I usually stayed in the southern California desert. But every summer, when it got too hot, I drove to camp in Montana, where I once lived.
At first I was still making a little money, so I camped at developed campgrounds with flush toilets, tables, and fire rings. But after a few years I was subsisting mostly on Social Security retirement and couldn’t afford such luxuries. So I stayed at primitive campgrounds with outhouses, or once in a while at a Wal-Mart parking lot. I ate at campgrounds or fast-food joints. I got on lists for subsidized senior housing.
In winter, the desert temperatures dropped as low as thirty degrees at night, and I snuggled up inside my sleeping bag on top of an air mattress.
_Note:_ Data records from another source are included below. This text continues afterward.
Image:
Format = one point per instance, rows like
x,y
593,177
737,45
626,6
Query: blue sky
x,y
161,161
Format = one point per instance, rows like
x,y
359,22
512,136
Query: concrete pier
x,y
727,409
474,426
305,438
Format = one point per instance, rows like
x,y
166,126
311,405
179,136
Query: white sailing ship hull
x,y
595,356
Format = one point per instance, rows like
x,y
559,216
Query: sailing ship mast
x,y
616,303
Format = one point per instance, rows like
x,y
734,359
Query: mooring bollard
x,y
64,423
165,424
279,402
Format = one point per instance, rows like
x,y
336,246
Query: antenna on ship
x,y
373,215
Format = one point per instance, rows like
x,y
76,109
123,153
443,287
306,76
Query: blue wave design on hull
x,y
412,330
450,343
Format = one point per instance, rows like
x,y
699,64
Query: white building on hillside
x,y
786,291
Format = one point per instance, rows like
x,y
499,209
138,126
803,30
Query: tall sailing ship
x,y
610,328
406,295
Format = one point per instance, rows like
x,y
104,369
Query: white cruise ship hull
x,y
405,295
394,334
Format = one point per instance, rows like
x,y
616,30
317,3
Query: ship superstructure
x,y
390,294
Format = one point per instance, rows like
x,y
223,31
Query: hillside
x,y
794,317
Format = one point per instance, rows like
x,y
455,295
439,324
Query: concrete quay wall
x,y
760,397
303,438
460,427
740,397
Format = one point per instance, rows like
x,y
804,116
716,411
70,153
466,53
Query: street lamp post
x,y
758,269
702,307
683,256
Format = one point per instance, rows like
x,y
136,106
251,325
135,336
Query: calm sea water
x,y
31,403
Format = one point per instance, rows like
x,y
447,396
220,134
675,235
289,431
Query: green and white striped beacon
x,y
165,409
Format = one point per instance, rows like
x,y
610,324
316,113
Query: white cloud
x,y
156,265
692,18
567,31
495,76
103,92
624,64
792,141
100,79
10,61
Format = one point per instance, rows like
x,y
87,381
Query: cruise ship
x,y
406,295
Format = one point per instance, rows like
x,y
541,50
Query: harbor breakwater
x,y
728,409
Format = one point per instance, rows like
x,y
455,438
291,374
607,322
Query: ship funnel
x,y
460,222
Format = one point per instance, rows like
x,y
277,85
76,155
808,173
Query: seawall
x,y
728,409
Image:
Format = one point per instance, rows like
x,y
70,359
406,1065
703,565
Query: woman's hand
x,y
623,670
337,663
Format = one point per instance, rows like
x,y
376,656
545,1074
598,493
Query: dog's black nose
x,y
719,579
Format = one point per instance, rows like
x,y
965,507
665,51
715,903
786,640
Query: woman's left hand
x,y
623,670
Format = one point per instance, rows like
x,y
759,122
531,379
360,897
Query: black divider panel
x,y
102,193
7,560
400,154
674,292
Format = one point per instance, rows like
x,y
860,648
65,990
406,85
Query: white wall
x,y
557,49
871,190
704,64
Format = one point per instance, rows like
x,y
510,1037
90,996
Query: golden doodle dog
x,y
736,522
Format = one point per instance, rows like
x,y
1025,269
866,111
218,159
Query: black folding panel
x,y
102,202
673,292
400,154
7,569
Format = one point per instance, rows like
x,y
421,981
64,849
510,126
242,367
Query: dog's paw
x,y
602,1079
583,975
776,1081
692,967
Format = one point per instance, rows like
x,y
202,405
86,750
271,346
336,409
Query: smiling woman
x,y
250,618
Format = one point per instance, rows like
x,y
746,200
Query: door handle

Sometimes I had to pile blankets atop my sleeping bag and sleep in several layers of clothes. When it rained, I covered my leaky camper shell with a tarp.
In the back of my truck at night I meditated on the Lord’s Prayer. On Sundays, I went to church. I prayed for my family members, including my three brothers and two adult daughters, whom I never heard from. At first I prayed for work and a home, but eventually I accepted my situation, and it caused my stress to disappear.
Like Jacob in the Bible, I once asked God to come down and fight me like a man. But it did no good to argue with God, as Job also learned in the Bible. But even getting angry with God, I found, was a form of prayer.
I was better off than many homeless people. I had my truck and some Social Security income. I became eligible for Medicare, and that was a blessing with medical bills. My life wasn’t so difficult if I didn’t dwell on it.
My faith, once minimal, deepened as grappling with the difficulties and the evils of life turned me more to God. I knew where I was going in the long run, and it wasn’t just to a campground.
In December 2008, I finally got to the top of a waiting list for an apartment in a complex for low-income seniors. Two charities helped me with the security deposit and the first month’s rent. I retrieved my possessions from a storage unit, and opening my boxes was like an archeological dig into my past life: a TV, a stereo, suits and ties, photos of my daughters in happier days, a computer that was now obsolete.
After years of being homeless, I finally had a bed to sleep in and my own bathroom and kitchen. I could even use a heated pool to soothe my aching muscles. Every day in those first few weeks seemed like a gift.
The whole experience was a life lesson in the power of hope and faith, something that sustains me even today.
Les Gapay, a freelance writer in Rancho Mirage, California, was a staff reporter for the Wall Street Journal and other newspapers and a public relations consultant for Fortune 500 companies. He is working on a book of spiritual-inspirational essays and another about his life.